Asked about our common policy of “containment” or “sheltering in place,” Wittkowski said that people are trying to “flatten the curve.” “I don’t really know why,” he continued. “But, what happens is if you flatten the curve, you also prolong, to widen it, and it takes more time. And I don’t see a good reason for a respiratory disease to stay in the population longer than necessary.”

But “why” may be simple: Some health experts admitted early on that the lockdowns wouldn’t stop the disease. The idea was to slow the spread — and thus prolong the outbreak by design — so that our hospitals wouldn’t be “overwhelmed.”

The problem is it also enables government more time to use the disease as an excuse to put in place draconian laws, and set us up for the authoritarian society ruled by leftist elites they have been dreaming of.

The whole policy of “locking down” the nation — which threatens to collapse our economy and, ultimately perhaps, our civilization — was based on flawed models and flawed ideas.

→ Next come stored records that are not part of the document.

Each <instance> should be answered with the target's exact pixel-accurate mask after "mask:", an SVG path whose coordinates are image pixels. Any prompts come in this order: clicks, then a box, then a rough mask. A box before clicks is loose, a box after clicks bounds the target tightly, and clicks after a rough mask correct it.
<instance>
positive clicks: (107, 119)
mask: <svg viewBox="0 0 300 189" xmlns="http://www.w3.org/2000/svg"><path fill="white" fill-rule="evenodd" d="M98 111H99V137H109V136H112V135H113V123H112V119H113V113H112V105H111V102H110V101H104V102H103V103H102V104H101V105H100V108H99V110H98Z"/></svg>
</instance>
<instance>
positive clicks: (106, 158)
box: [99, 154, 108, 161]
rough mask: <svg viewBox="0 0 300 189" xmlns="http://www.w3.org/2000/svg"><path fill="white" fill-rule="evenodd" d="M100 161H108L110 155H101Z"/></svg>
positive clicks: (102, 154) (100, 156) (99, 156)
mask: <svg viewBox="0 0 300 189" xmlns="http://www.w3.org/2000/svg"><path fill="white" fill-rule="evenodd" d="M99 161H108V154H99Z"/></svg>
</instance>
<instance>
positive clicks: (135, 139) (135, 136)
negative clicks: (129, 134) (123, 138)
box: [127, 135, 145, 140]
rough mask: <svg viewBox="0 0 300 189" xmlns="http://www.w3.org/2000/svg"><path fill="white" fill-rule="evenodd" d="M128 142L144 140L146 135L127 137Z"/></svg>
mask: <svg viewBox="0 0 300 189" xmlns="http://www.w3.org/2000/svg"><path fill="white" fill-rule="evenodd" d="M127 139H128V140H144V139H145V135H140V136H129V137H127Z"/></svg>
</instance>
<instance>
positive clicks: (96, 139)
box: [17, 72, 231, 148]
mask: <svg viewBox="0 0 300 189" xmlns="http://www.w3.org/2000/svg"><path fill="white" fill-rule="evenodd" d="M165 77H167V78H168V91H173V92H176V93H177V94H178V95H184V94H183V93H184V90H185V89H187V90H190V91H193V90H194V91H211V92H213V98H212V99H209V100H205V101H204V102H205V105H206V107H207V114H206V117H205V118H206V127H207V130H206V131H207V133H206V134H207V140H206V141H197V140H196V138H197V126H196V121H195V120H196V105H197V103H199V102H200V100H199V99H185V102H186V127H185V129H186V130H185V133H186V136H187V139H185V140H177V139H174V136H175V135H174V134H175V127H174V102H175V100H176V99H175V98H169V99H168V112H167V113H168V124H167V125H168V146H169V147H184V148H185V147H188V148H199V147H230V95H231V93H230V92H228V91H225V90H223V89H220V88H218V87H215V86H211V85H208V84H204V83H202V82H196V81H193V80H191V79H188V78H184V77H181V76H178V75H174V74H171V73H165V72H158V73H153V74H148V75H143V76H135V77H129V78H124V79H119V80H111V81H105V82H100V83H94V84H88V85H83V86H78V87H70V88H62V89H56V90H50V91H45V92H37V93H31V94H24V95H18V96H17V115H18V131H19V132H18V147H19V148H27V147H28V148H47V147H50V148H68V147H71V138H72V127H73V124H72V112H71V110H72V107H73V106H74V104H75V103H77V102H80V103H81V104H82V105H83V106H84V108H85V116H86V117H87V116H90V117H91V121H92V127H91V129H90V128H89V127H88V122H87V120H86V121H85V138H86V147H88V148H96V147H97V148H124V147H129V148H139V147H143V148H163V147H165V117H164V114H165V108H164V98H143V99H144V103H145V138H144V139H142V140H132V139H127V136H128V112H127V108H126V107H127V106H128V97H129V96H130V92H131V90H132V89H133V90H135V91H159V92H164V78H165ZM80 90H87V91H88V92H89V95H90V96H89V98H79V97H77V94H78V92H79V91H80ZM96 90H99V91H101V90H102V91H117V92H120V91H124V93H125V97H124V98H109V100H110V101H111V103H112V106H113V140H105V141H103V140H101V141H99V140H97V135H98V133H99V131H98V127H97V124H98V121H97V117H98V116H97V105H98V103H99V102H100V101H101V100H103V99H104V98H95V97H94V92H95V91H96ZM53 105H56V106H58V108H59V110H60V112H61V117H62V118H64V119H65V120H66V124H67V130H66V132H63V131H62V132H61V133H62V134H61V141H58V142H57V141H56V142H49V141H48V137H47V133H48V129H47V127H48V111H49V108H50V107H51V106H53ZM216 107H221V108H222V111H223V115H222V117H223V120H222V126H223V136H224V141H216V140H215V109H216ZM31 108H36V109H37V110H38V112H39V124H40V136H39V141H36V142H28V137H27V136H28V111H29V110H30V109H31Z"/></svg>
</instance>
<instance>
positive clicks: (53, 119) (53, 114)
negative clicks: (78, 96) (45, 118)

Despite this, Dr. Fauci, head of the National Institute of Allergy and Infectious Diseases, insists that there won’t be a turning point until we develop a vaccine. This is the man who not long ago was dismissing the idea that the Wuhan virus even was a threat (and also a man with Clinton and Obama connections).  And then, when you really look a the whole scenario, I have to ask, which would be more deadly in the long run?  The disease, or whatever it is that they put into the vaccine.

Besides, some experts say that a vaccine won’t help. “‘If we’re putting all our hopes in a vaccine as being the answer, we’re in trouble,’ Jason Schwartz, an assistant professor at Yale School of Public Health who studies vaccine policy, told me,” wrote the Atlantic’s James Hamblin in February.

“The best-case scenario, as Schwartz sees it, is the one in which this vaccine development happens far too late to make a difference for the current outbreak,” Hamblin continued.

The reason? Viruses mutate, and Hamblin states that the Wuhan flu, being in the single-strand-RNA virus class, is likely to do so.

Hamblin also quotes Harvard epidemiology professor Marc Lipsitch, who, agreeing with Wittkowski, says of the virus, “I think the likely outcome is that it will ultimately not be containable.” So where does this leave us?

It perhaps should leave us with the herd immunity strategy.

And if this thing becomes an annual illness, I am not prepared to lockdown each year.